LISTEN: Addressing the Challenges of Working in Social Media 

“Personally, I remain skeptical that long-form written content will really take off as the primary offering for most major sports publications,” said Jared Kalmus, assistant manager of SB Nation’s Underdog Dynasty. “The fact remains that web publications depend on clicks to drive their revenue streams, and the effort and writing talent required to publish long-form content is prohibitive when compared to quick-hit ‘click-bait’ posts.

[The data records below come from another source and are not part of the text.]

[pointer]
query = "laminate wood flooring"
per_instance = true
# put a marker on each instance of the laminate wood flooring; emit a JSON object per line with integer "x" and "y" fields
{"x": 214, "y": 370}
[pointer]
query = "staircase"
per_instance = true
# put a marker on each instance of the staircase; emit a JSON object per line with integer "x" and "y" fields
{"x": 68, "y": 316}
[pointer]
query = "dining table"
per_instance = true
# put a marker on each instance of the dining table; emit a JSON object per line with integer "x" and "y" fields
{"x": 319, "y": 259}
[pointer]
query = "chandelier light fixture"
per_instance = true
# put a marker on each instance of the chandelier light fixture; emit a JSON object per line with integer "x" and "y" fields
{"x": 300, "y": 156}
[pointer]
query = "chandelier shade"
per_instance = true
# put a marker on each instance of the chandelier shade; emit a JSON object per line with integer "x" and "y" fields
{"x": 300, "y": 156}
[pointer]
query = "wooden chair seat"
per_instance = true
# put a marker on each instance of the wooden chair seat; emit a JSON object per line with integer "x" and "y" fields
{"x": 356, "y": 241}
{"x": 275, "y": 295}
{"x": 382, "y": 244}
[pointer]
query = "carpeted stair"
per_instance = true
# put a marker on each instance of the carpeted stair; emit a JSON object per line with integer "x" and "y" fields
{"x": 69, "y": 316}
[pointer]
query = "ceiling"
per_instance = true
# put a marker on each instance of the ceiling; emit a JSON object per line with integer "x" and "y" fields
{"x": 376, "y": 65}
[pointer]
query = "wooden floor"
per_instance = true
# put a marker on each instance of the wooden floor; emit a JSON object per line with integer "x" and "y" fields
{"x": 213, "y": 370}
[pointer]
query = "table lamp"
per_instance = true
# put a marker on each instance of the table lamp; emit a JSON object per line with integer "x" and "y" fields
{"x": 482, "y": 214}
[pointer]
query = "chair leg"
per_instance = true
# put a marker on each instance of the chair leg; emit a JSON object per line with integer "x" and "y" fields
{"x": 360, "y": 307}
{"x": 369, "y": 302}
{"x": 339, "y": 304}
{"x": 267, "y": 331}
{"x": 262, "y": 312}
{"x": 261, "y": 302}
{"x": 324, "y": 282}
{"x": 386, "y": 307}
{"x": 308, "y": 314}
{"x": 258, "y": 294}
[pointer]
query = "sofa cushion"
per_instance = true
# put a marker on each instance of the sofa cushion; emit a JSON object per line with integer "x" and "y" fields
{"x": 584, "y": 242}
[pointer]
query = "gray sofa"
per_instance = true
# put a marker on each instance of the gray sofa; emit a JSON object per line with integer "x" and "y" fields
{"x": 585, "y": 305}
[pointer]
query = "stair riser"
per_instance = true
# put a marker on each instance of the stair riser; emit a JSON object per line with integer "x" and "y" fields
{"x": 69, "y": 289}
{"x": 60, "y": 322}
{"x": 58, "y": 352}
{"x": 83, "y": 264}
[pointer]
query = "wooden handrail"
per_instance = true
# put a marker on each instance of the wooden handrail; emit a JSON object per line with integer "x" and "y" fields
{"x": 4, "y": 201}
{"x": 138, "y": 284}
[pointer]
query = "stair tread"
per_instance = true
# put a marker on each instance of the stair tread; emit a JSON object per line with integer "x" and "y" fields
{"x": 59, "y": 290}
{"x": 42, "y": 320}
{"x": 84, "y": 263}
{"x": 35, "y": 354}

“The ideal approach is likely to have some type of matrix between long-form features and quick news updates, but this requires a staff expansion for most publications. That’s a big ask as most publications are struggling to even pay their existing talent a living wage.”  

The ease of publishing what are essentially small stories in a series of tweets or other social media posts further complicates things. At least this is how Joe Serpico, a reporter for Fox Sports Radio 1340 AM in the DMV area, sees it.

“It pains me to say this, but I don’t see written publications being any better even with video not taking off as planned,” Serpico said. “That’s mainly because of social media. When breaking news happens, we rush to Twitter and Facebook to get the information. A lot of beat writers give most of the information they’re putting into their story in tweets or Facebook posts. These days, we see writers incorporate tweets into their articles too.

“The video experiment did seem to backfire, but I don’t think it will help written publications be the primary focus again. It is social media that has changed journalism most.”

READ MORE: 3 Predictions for Sports Digital Media in 2019

In talking with other writers throughout the sports space, you’ll find many who share a similar opinion. Creatives with a writing background continue to be unoptimistic about the state of the space, especially with stories like that of former Sports Illustrated writer Austin Murphy, who published an account last month of his transition to a full-time job delivering packages for Amazon, becoming more and more common.

This is not to say that other types of creatives are doing anything wrong.

The social media space has given rise to a massive number of talented videographers, graphic designers, animators, and so on. It does spark interest about the time we live in as media consumers, however. The space shifted to a massive focus on something, it was a statistical failure, but it doesn’t seem like it’s really going to change things all that much.

Could 2019 prove that feeling wrong? We’ll have to wait and see.